All'altro estremo ci sono "quelli che hanno costruito la loro vita su una base fragile, vulnerabile, in cui l'ambiente esterno viene vissuto come frustrante, aggressivo, competitivo. Manca l'autostima, e tutto sommato nel lockdown queste persone hanno trovato la loro 'capanna', un approdo sicuro ripulito dall'aggressività e dai fallimenti".
È adesso che per questo profilo psicologico si fa dura: "Dopo mesi di lockdown - spiega di Giannantonio - fanno molta fatica ad abbandonare il luogo sicuro.
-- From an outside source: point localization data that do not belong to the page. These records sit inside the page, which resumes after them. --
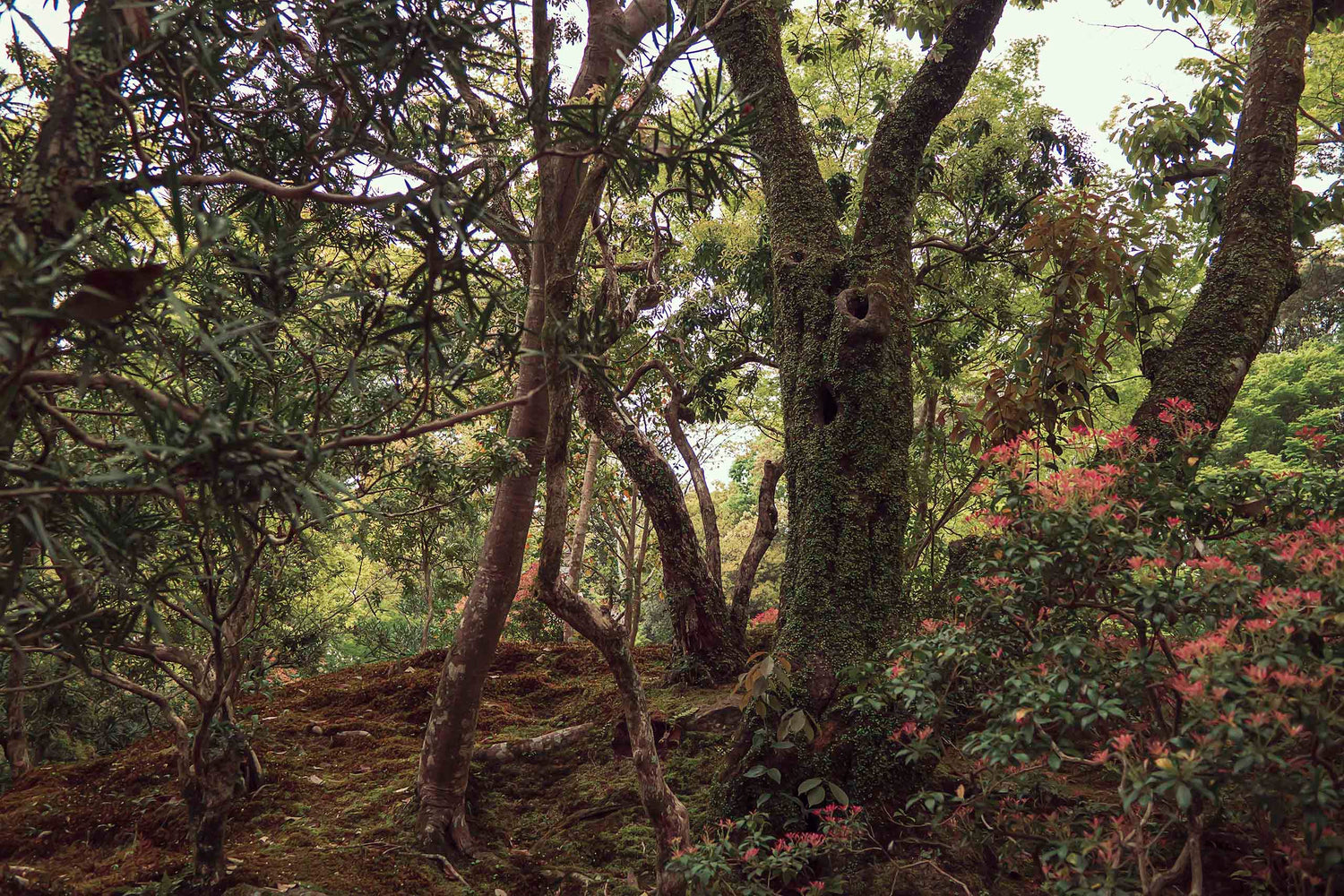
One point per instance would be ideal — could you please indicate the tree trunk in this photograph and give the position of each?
(449, 735)
(843, 339)
(636, 602)
(709, 514)
(667, 814)
(581, 521)
(768, 522)
(1253, 269)
(702, 629)
(427, 583)
(569, 195)
(16, 734)
(214, 782)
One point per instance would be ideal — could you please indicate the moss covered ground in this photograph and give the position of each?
(336, 818)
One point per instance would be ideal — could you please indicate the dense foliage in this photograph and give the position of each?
(1174, 638)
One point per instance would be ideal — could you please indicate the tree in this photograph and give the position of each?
(1253, 271)
(841, 335)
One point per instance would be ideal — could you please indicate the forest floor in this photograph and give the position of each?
(338, 818)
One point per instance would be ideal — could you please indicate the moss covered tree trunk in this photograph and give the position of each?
(1253, 269)
(843, 339)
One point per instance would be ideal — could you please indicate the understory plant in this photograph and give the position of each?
(1137, 688)
(744, 858)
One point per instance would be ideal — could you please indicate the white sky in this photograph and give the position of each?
(1090, 64)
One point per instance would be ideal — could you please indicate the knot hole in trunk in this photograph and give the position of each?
(866, 314)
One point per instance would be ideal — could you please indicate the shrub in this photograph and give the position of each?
(741, 857)
(1131, 627)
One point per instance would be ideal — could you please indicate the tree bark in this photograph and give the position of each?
(667, 814)
(709, 516)
(1253, 269)
(16, 734)
(582, 520)
(636, 600)
(569, 194)
(843, 339)
(427, 584)
(449, 735)
(701, 621)
(768, 522)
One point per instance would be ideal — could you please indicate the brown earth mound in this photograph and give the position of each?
(335, 812)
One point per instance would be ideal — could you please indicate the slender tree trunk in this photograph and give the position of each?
(701, 621)
(709, 516)
(636, 602)
(667, 814)
(210, 790)
(569, 195)
(843, 339)
(427, 584)
(768, 522)
(1253, 269)
(582, 520)
(449, 735)
(16, 734)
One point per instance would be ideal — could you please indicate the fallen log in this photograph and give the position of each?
(550, 742)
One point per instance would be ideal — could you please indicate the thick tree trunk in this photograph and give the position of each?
(215, 780)
(843, 339)
(1253, 269)
(702, 629)
(768, 522)
(449, 737)
(582, 520)
(16, 732)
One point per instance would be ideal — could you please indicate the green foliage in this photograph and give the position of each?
(1282, 394)
(1179, 637)
(742, 857)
Si tende a evitare il confronto, ad allontanare la scadenza della ripresa, a usare lo smart working come una comoda scusa per ripararsi dietro uno schermo rifiutando il confronto reale".
Le difficoltà economiche
I due profili, aggiunge lo psichiatra, "potrebbero mescolarsi con le difficoltà economiche, quelle si' reali e concrete, e creare un mix tra fantasia e realtà dall'effetto altamente stressante e destabilizzante". C'è poi un'altra categoria, per la quale i problemi non nascono dalla psiche ma dal dramma vissuto sulla propria pelle: i familiari delle vittime.
"Al culmine dell'epidemia - rileva di Giannantonio - ci sono state decine di migliaia di persone che sono morte senza il conforto dell'addio, senza poter salutare i propri cari. Se si considera mediamente che ogni vittima ha almeno tre familiari, parliamo di una potenziale platea molto ampia di persone rimaste senza lutto, che dovremo ascoltare e seguire con attenzione perche' una condizione cosi' estrema rischia di diventare la premessa per il disturbo post-traumatico da stress".